“The Night the Plane Dropped”, Part 2 – A Short Story
Woke Dancer // Pulp Fiction Edition, Vol. 2
She thought to herself: maybe she should have done the harvest one last time before she left. But with Keyair around her, she had lost her nerve. Never had she missed a harvest for any reason before now.
Before what the locals called a “voodoo child” arrived on the island, the area had slowly fallen into a drought. Legend had it that a lost child had come back to haunt her people. A child not yet a woman who was raped, killed, and then left in the sea to become what humans thought animals to be: nothing.
So when Dominga and her voodoo ways graced the island, she was accepted only because they needed her, not because they wanted to. The light that fell from her hair could bring life to anything – except for humans. She had tried that already, and it almost killed her.
Dominga shook the thoughts away and plopped into her window seat on Flight A1273. Breathe.
It was an almost empty flight, but the passengers had been rowdy enough. Some even recognized her and tried to ask how her hair “did what it did,” but when she looked inside them, she heard how weird and disgusting they thought she was; a creature! A devil! She chuckled, and ignored them.
An hour passed, and the flight was halfway to Panama City. Dominga would take the boat to the mountains away from all the voices, master her powers, and live in peace. That was her plan. She thought now he would fear her enough to leave her be.
Breathe. Then there was silence; the usual voices went black. Breathe.
She couldn’t understand why she couldn’t hear anything. Had she finally mastered her powers? Nonsense. She had only been alive for 253 years and had just developed new abilities she wasn’t even close to figuring out. Where are the voices? Come back!

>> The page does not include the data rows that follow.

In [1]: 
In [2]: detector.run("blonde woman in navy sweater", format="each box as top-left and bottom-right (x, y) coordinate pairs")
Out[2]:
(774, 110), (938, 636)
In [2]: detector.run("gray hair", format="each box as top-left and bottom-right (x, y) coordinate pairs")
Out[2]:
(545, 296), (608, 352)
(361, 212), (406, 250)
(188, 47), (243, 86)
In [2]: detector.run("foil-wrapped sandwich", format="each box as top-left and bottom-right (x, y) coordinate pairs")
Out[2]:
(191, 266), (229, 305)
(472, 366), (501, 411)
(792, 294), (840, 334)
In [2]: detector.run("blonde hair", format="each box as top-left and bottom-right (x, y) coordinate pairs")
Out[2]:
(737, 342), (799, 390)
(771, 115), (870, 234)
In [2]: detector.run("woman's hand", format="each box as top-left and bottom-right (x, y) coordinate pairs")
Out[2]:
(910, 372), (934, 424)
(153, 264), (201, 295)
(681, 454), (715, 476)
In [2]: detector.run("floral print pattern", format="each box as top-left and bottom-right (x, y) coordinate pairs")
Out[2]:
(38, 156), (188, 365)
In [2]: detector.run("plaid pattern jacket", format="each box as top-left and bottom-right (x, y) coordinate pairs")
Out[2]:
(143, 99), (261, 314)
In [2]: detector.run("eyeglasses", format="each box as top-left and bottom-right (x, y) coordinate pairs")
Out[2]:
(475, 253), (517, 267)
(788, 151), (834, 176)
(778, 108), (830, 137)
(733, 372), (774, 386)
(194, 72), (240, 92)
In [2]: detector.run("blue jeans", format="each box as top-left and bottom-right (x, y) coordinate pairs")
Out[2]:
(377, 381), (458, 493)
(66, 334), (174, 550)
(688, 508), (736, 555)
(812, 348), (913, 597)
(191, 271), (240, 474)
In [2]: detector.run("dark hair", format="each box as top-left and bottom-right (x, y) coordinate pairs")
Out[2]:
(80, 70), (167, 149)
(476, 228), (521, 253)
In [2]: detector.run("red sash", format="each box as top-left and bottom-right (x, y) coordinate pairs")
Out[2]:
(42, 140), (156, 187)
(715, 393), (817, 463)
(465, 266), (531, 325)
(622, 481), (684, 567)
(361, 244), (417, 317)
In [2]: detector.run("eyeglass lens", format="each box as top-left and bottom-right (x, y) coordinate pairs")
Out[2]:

When she looked around, her eyes locked with Keyair, who had come from behind the curtain near the cockpit. She stiffened in her seat and stole her eyes away.
He sat in the middle seat, his leg brushing up against hers. The sun had begun to set, and the oranges made her look ethereal and him handsome.
Keyair couldn’t help but give her his welcome kiss: on her neck just below her ears. Just like she liked it.
She turned to him, and looked into those squinted eyes. Their faces were close enough to become mirrors of the other. The same person.
Keyair’s words cut into her skin, “We are bound, my love. Don’t you understand?”
And she did understand: that he had tricked her; that she had liked it. She throbbed with him next to her as anger became excitement. He was her love bomb, and he knew it all too well. They would never leave each other alone.
She looked around to see the passengers turning into different things; their eyes orbs of blue and their lips pale gray.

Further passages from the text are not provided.